Cult of Luna & Julie Christmas: Mariner

Cult of Luna & Julie Christmas: Mariner

C’est de saison: Cult of Luna vient de faire un album avec la chanteuse Julie Christmas. Ha ha (oui, j’ai un peu honte). Blague à part, ça s’appelle Mariner et c’est une tuerie. Et ma blague ne tient pas debout vu qu’il est sorti en avril de cette année.

Cult of Luna, c’est un groupe suédois qui opère habituellement dans un registre post-metal, genre Isis mais en plus méchant. Julie Christmas est une chanteuse américaine qui a déjà opéré dans des groupes de noise ou de post-metal.

Ceux qui s’attendent à une opposition de style « la belle et la bête » façon Nightwish risquent de déchanter: ici, c’est plutôt « la bête et la bête ». Cult of Luna ne change pas grand-chose à ses habitudes post-metal et la voix de Julie Christmas est certes un contrepoint clair aux vocaux growl, mais elle reste aussi dans les registres énervés.

Ce qui frappe d’emblée dans Mariner, c’est le format: seulement cinq pistes, mais plus de cinquante-trois minutes! On commence par un morceau de huit minutes et la durée augmente jusqu’à dépasser le quart d’heure pour le dernier morceau. Du costaud! On dirait presque du prog, c’est dire.

Au reste, on pourrait débattre de la filiation progressive: le post-metal étant dérivé du post-rock, lui-même descendant du rock progressif (par les femmes de chambres), je n’ai pas besoin de gratter beaucoup pour trouver des éléments progs dans cet album.
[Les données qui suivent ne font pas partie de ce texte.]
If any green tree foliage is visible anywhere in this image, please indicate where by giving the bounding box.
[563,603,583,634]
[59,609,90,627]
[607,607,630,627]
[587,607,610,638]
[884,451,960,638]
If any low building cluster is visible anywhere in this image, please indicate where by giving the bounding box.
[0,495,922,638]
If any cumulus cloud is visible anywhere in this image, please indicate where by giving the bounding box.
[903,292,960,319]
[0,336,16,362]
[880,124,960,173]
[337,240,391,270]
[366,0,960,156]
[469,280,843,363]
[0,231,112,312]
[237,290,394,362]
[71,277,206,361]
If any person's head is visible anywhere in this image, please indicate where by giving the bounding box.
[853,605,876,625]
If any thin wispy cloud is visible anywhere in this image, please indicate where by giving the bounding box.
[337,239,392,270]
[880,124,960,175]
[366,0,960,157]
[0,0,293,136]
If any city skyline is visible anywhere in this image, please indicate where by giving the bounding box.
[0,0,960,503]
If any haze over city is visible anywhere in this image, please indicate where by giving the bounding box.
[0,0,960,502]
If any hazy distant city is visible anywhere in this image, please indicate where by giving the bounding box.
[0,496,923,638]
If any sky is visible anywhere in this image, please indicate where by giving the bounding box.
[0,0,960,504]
Il y a certes le format, mais la construction des morceaux s’y prête pas mal. Au reste, il est difficile pour moi de dire quel est mon titre préféré, vu leur complexité.
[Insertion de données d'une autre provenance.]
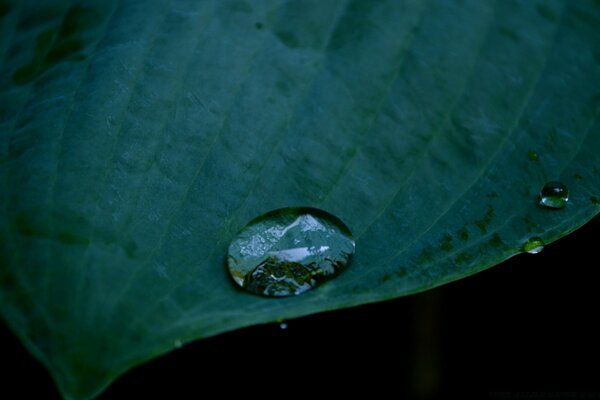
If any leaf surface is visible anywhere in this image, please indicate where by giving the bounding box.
[0,0,600,399]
Hormis la recherche dans la structure des compositions, Mariner apporte aussi une caractéristique musicale très intéressante dans les styles de chant. Julie Christmas n’est pas là pour jouer les potiches, son jeu vocal est un élément central de l’album et il apporte une intensité supplémentaire à des titres qui n’en manquent pas (notamment sur « The Wreck of SS Needle »). Elle apporte bien plus que le seul contrepoint que je trouvais manquer sur Vertikal.
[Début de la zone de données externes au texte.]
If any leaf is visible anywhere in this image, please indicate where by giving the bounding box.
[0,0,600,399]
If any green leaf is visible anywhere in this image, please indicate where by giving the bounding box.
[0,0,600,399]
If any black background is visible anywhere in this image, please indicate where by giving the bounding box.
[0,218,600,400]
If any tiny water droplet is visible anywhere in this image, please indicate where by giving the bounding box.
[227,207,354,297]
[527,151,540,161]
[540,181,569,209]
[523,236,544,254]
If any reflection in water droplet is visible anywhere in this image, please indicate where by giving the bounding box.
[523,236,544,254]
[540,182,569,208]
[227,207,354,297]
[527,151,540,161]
J’ai néanmoins toujours un peu de mal avec les aspects les plus râpeux de Cult of Luna. C’est pas du post-rock éthéré pour grands sensibles, mais un machin implacable, qui passe l’entendement à la ponceuse rouillée dont le moteur aurait des ratés. Mais avec plus de décibels. Beaucoup plus.

Mais si on s’endurcit un peu les cages à miel et qu’on passe outre le côté « préparation d’artillerie pour adultes », Mariner est un sacré album, qui vous retourne et ne vous laisse pas respirer. Une bonne claque entre les deux oreilles, à écouter sur Bandcamp. Pour le coup, je regrette de ne pas les avoir vus quand ils sont passés à Lausanne, un des rares concerts qu’ils ont fait sur cet album, qui à l’origine n’était pas prévu pour être joué en live.

Ce n’est pas l’album de l’année 2016 – Earthside tient toujours la corde – mais il est bien placé dans les dix premiers.

Alias

Stéphane “Alias” Gallay, graphiste de profession, quinqua rôliste, amateur de rock progressif, geek autoproclamé et résident genevois, donc grande gueule. On vous aura prévenu.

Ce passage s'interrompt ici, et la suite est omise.